Dans le palmarès des variations annuelles, l’action Apple côtoie désormais des valeurs à la dérive comme le distributeur américain de vêtements, J.C.Penney, qui pourtant affronte des difficultés autrement plus importantes que celles que traverse Apple. Est-ce bien raisonnable pour une entreprise qui vend plus d’iPhones et d’iPad que jamais?
La Bourse achète le futur, répondront les sceptiques. Mais Apple n’est-il pas en train de pâtir d’un traitement sévère? Comme le souligne le New York Times, si l’on considère les valeurs, qui composent l’indice Standard & Poor’s 500, le marché est prêt à payer 15 dollars en moyenne pour chaque dollar de bénéfice.
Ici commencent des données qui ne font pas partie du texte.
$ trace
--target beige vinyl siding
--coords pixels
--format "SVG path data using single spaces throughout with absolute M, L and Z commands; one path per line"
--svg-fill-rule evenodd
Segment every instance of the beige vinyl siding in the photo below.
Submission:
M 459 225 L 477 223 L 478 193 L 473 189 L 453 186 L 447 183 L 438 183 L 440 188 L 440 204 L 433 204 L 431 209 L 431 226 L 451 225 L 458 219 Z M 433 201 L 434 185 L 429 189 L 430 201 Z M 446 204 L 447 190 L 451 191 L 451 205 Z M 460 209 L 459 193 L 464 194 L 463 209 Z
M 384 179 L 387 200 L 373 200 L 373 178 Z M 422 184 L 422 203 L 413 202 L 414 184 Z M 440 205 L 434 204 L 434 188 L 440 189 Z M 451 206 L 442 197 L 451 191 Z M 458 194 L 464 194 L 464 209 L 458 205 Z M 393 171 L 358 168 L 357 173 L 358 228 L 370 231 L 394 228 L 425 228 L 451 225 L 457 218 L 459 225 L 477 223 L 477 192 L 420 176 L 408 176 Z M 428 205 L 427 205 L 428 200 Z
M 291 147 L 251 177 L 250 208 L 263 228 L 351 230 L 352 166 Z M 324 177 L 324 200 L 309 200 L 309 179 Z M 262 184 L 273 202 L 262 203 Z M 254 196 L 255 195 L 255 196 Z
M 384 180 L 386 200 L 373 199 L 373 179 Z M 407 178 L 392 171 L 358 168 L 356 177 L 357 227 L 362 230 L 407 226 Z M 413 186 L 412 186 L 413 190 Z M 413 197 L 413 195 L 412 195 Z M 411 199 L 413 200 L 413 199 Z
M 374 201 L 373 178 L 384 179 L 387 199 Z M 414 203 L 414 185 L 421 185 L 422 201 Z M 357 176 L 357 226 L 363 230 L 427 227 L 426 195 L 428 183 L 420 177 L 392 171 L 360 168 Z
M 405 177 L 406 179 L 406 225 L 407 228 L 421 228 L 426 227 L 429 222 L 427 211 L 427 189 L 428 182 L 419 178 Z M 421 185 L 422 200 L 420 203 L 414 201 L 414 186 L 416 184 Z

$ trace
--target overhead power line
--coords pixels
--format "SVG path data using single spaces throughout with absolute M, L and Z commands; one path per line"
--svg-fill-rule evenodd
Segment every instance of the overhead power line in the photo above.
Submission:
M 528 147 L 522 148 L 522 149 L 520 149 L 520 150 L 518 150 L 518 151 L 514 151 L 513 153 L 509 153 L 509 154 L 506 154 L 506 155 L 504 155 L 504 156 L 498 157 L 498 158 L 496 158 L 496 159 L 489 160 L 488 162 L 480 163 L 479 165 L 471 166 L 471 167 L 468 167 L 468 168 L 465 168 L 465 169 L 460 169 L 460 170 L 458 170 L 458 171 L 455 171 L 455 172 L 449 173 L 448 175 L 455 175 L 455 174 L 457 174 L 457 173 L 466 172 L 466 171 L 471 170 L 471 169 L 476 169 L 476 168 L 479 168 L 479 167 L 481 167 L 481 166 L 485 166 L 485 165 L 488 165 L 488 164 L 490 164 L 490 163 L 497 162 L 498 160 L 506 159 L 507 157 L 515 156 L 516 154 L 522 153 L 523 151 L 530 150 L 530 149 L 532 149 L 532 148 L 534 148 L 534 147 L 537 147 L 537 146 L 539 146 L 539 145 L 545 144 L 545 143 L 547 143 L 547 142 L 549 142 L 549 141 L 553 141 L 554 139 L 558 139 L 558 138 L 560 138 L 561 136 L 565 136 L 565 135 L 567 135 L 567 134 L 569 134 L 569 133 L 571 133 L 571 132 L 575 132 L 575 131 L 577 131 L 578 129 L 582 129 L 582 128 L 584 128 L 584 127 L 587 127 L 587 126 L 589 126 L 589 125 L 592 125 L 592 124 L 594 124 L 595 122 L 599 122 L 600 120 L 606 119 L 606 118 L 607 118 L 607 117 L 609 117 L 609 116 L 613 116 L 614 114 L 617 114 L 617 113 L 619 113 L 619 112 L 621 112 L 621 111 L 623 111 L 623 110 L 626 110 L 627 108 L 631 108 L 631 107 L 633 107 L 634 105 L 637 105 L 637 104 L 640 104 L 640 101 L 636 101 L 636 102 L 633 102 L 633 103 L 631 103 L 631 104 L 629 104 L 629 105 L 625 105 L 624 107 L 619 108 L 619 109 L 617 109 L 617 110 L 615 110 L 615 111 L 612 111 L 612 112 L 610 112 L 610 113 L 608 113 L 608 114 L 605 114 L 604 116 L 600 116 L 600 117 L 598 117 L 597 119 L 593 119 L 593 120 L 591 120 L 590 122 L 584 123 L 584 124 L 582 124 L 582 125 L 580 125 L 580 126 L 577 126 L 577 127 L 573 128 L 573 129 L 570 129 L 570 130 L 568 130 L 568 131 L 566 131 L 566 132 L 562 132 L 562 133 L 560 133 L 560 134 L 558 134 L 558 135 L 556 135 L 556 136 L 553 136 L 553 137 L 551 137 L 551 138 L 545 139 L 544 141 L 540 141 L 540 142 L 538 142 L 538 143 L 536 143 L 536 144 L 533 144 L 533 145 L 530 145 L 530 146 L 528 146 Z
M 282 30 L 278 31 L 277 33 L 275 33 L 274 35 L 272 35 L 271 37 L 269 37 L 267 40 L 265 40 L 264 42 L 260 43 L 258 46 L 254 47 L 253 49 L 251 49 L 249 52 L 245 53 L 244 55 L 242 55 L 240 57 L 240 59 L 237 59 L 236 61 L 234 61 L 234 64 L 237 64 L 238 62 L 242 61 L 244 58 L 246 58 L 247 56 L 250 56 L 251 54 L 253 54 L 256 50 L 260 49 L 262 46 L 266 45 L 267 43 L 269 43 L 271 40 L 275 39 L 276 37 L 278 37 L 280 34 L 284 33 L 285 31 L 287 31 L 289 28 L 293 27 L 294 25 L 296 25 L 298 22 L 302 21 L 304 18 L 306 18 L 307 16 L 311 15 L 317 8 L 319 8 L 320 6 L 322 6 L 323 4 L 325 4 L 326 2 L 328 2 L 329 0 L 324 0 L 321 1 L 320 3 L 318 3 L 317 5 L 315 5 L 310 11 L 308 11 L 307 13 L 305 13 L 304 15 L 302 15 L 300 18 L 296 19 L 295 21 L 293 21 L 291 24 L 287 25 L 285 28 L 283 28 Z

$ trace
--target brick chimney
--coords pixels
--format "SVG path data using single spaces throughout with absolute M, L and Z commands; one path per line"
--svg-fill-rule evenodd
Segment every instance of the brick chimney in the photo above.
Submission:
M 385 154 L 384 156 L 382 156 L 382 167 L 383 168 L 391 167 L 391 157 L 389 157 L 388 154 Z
Pour Apple, ce ratio est désormais tombé à 9 dollars . Cela signifie tout bonnement que les investisseurs estiment qu’Apple va croître bien moins rapidement que la moyenne des entreprises américaines. On peut en douter.
Les ventes d’iPhone restent fortes. Verizon, l’un des principaux opérateurs téléphonique américains vient d’indiquer qu’il en a commercialisé 4 millions au premier trimestre, dont la moitié d’iPhone 5, contre 3,2 millions sur les trois premiers mois de 2012.
A force de trop briller, Apple est aujourd’hui victime des hedge funds, qui jouent la valeur à la baisse, l’entraînant ainsi dans une spirale destructrice, sans rapport avec les performances réelles de l’entreprise. La rançon de la gloire, façon Wall-Street: plus on monte haut, plus la chute est violente.
Face à l’intensification de la concurrence et en attendant le prochain produit qui va à nouveau enflammer les ventes, Tim Cook, le successeur de Steve Jobs garde tout de même un atout dans ses mains pour arrêter le jeu de massacre: utiliser une partie des 137 milliards de dollars de trésorerie qui sont à sa disposition pour verser un dividende plus conséquent. Jusqu’à présent il s’y est refusé. Mais plus il attendra, plus il donnera le sentiment d’agir sous la pression de l’irrationalité du marché.